2. The fuel nozzle oil seepage detection device for the aero-engine according to claim 1, wherein the base is an electromagnetic base and is symmetrically arranged on a test bed surface of the aero-engine.

3. The fuel nozzle oil seepage detection device for the aeroengine according to claim 2, wherein the end parts between the connecting buckles are locked through bolt connection.

4. The oil seepage detection device for the fuel nozzle of the aeroengine according to claim 3, wherein the connecting end of the supporting cross rod and the connecting buckle is of a fork lug structure, one end of the supporting cross rod is connected with the supporting rod, and the other end of the supporting cross rod is locked with the fork lug through a bolt so as to fix the connecting buckle penetrating through the middle of the supporting cross rod.

5. The device for detecting the oil leakage of the fuel nozzle of the aeroengine according to claim 4, wherein the Kong Tan probe is arranged on a probe mounting seat, the probe mounting seat is also of a fork ear structure, an opening at one end of the probe mounting seat is provided with a Kong Tan probe, the other end of the probe mounting seat is of a separated fork ear structure, the probe mounting seat is sleeved outside the connecting buckle, and the probe mounting seat is locked and fixed on the connecting buckle through a bolt on the fork ear structure.
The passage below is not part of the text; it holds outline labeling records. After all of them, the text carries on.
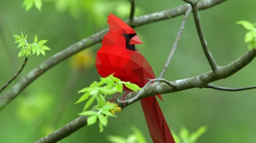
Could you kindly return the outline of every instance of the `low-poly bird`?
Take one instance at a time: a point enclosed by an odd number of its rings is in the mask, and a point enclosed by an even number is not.
[[[130,81],[142,88],[147,79],[155,79],[151,67],[135,48],[142,44],[135,31],[123,21],[110,14],[108,16],[109,32],[104,37],[102,46],[97,53],[96,66],[98,73],[105,77],[114,76]],[[131,92],[123,88],[125,95]],[[157,96],[161,99],[160,95]],[[123,99],[122,96],[121,99]],[[175,142],[155,96],[140,100],[150,136],[155,143]]]

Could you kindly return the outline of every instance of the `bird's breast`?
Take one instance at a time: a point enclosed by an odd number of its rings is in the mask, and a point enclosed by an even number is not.
[[[114,76],[121,80],[141,87],[146,83],[146,78],[155,78],[152,68],[138,50],[118,45],[102,46],[97,53],[96,66],[102,77],[114,73]]]

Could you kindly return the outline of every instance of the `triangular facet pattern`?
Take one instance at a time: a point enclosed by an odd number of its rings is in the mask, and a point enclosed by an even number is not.
[[[144,86],[148,81],[146,78],[155,78],[153,70],[134,45],[133,49],[127,48],[133,47],[130,44],[138,44],[141,41],[137,35],[131,37],[131,40],[124,36],[124,34],[133,36],[135,32],[122,20],[112,14],[108,18],[110,31],[104,37],[102,46],[97,53],[95,64],[98,73],[106,77],[114,73],[114,76],[122,81],[130,81],[141,88]],[[126,93],[121,98],[122,99],[131,92],[125,86],[123,91]],[[157,96],[162,99],[160,95]],[[156,97],[141,99],[141,103],[153,142],[175,143]]]

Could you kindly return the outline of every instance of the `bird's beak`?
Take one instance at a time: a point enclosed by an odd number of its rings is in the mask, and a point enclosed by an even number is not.
[[[142,44],[142,42],[139,39],[139,37],[138,37],[138,35],[136,35],[131,39],[131,41],[130,41],[129,45],[135,45],[141,44]]]

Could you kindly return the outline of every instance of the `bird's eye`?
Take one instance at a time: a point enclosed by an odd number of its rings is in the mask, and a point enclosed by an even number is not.
[[[125,36],[125,38],[129,38],[129,39],[132,38],[133,37],[135,36],[136,35],[137,35],[136,33],[133,33],[133,34],[123,34],[123,36]]]

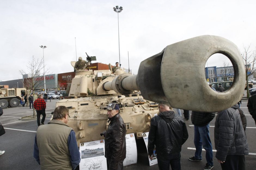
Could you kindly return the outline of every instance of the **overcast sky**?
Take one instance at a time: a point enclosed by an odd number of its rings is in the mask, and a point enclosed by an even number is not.
[[[73,71],[70,62],[85,59],[119,61],[136,74],[139,64],[166,46],[206,34],[223,37],[240,49],[256,46],[254,1],[0,1],[0,80],[22,78],[33,56],[42,57],[45,69],[58,74]],[[213,58],[214,59],[211,59]],[[221,66],[224,57],[211,57],[208,66]]]

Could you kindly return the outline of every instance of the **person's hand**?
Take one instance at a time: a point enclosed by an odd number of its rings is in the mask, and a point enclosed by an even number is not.
[[[150,156],[149,155],[148,155],[148,157],[149,158],[149,159],[150,159],[150,160],[151,161],[153,160],[153,158],[152,158],[151,157],[151,156]]]
[[[217,160],[218,160],[218,162],[219,162],[219,163],[223,163],[225,162],[225,161],[222,161],[218,159],[217,159]]]

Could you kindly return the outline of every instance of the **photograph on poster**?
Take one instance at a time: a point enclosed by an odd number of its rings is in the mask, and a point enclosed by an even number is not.
[[[100,140],[80,144],[80,170],[107,169],[104,142]]]
[[[135,137],[133,133],[125,135],[126,141],[126,157],[124,160],[124,166],[137,163],[137,147]]]
[[[147,150],[148,150],[148,132],[147,132],[143,134],[146,135],[145,136],[143,137],[143,139],[144,140],[144,142],[145,142],[145,144],[146,144],[146,146],[147,146]],[[152,155],[151,157],[153,158],[153,160],[151,160],[149,158],[148,158],[148,161],[149,161],[149,165],[150,166],[153,165],[156,165],[157,164],[157,159],[156,158],[156,146],[154,147],[154,149],[153,150],[153,155]]]
[[[104,156],[103,148],[96,149],[87,149],[82,150],[81,159],[84,159],[88,158]]]

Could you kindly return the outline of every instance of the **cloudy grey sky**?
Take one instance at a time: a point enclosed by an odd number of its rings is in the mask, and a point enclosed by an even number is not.
[[[139,63],[167,46],[198,36],[223,37],[240,49],[256,46],[254,1],[0,1],[0,80],[22,78],[32,56],[44,50],[45,69],[59,73],[73,71],[77,58],[86,52],[96,62],[119,61],[117,14],[119,14],[121,63],[135,74]],[[212,58],[213,58],[212,59]],[[221,66],[211,57],[209,66]]]

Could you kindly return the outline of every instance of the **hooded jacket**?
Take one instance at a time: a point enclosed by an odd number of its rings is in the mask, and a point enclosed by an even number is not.
[[[226,160],[227,155],[249,153],[248,144],[238,110],[238,105],[219,113],[216,117],[214,142],[216,158]]]
[[[188,137],[186,124],[180,116],[172,111],[161,112],[151,119],[148,154],[153,153],[155,145],[157,155],[167,158],[170,153],[180,152]]]
[[[126,156],[126,129],[119,114],[110,120],[105,136],[105,157],[110,161],[110,169],[115,169],[117,163]]]
[[[215,116],[215,113],[192,111],[191,121],[196,126],[203,126],[209,124]]]

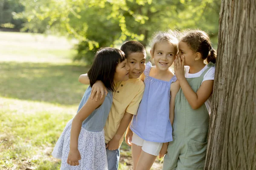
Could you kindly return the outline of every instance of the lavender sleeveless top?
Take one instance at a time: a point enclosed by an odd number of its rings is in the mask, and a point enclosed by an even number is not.
[[[145,89],[137,115],[133,117],[130,128],[142,139],[157,142],[172,141],[172,128],[169,118],[171,83],[149,76],[152,65],[146,64],[144,71]]]

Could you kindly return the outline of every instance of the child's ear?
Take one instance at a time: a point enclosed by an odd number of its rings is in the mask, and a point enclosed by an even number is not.
[[[152,51],[152,50],[150,50],[150,57],[151,57],[151,58],[152,59],[154,57],[154,56],[153,56],[153,51]]]
[[[195,61],[197,61],[201,58],[201,53],[197,52],[195,56]]]

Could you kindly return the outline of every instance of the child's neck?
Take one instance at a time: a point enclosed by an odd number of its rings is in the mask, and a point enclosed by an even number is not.
[[[200,62],[194,65],[189,66],[189,73],[194,74],[200,71],[205,66],[205,64],[204,62]]]

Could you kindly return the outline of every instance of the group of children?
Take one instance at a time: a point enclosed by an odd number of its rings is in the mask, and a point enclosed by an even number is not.
[[[202,31],[176,35],[154,35],[152,63],[135,41],[96,53],[79,78],[90,85],[52,152],[61,169],[117,170],[125,133],[134,170],[165,155],[164,170],[203,169],[216,51]]]

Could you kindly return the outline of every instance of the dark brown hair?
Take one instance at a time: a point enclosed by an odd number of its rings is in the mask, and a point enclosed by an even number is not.
[[[121,46],[121,50],[124,51],[126,57],[131,53],[142,53],[144,56],[146,56],[146,50],[143,45],[136,41],[126,41]]]
[[[114,77],[119,63],[126,59],[123,51],[117,48],[106,47],[97,53],[93,62],[88,71],[91,87],[97,80],[101,81],[109,90],[114,91]]]
[[[209,36],[201,30],[190,30],[181,37],[181,41],[186,42],[195,52],[199,52],[203,60],[208,63],[216,62],[217,53],[212,48]]]

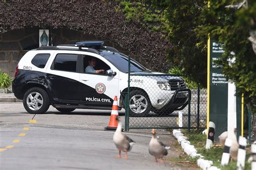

6. The fuel nozzle oil penetration detection device for an aircraft engine according to claim 5, wherein the distance between the Kong Tan probe and the fuel nozzle is 3-8 cm.

7. The device for detecting oil seepage of an aircraft engine fuel nozzle according to claim 1, wherein the supporting vertical rods, the supporting cross rods, the fork lugs, the connecting buckles and the probe mounting seats are all made of light metal materials.